In Montgomery County, 143,207 residents have filed initial unemployment claims since the first week of March.

Last week, 1,426 residents filed for initial jobless benefits, according to data released Thursday morning by the Maryland Department of Labor.

Across the state, there were 14,191 initial claims filed last week.

Initial unemployment claims are the ones people file for the first time. The state releases data on the number of initial claims filed each week as an indicator of recent job losses.

Last week, Montgomery County had the fourth highest number of initial claims behind Prince George’s County (2,180), Baltimore County (2,130) and Baltimore City (1,847).

During the last three weeks, residents have been able to file for extended unemployment benefits (EB), which are provided to residents who have exhausted both their 26 weeks of regular unemployment benefits and 13 weeks of the Pandemic Emergency Unemployment Compensation (PEUC) assistance.


The federal EB program will offer an additional 13 weeks of unemployment benefits.

Gov. Larry Hogan announced Wednesday that the state applied to have people get an additional $300 per week in federal unemployment benefits. The application was submitted to the Federal Emergency Management Administration (FEMA) for the Lost Wages Assistance (LWA) grant.

FEMA later announced on Wednesday that it approved the state’s application for the funds.


The money could be distributed starting in late September.

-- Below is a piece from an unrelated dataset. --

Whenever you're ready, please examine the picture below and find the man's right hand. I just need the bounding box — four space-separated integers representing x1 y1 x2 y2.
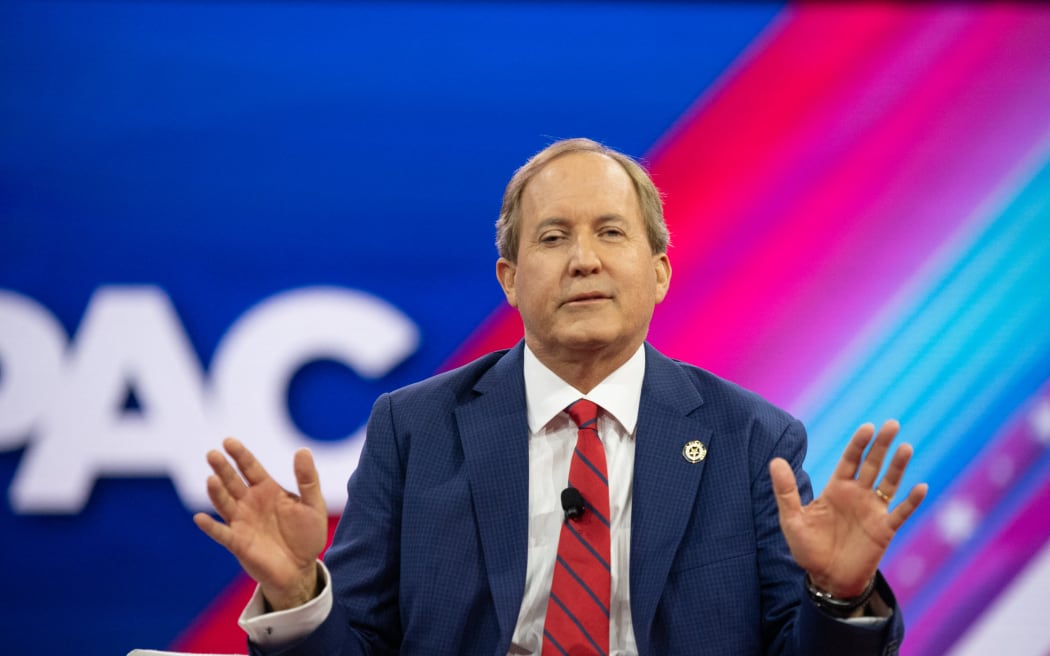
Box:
193 438 328 611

“While it will take some time to work with the federal administration to implement this new program, all claims will receive benefit payments retroactive to their earliest date of eligibility within the new program,” Tiffany Robinson, the state’s labor secretary, said Wednesday in a press release.

To get the additional $300 a week, residents must qualify for a weekly benefit amount of at least $100 and must self-certify that they are unemployed or partially unemployed because of impacts of the COVID-19 health crisis. New applications aren’t needed to receive LWA benefits.


According to the release, eligible claimants will receive $300 per week in benefits retroactive to the week ending Aug. 1 and ending no later than Dec. 26.

Hogan said in the release that “far too many” residents are still struggling during the pandemic.

“With this critical funding, we can help those struggling Marylanders weather this storm, get back on their feet, and recover,” he said.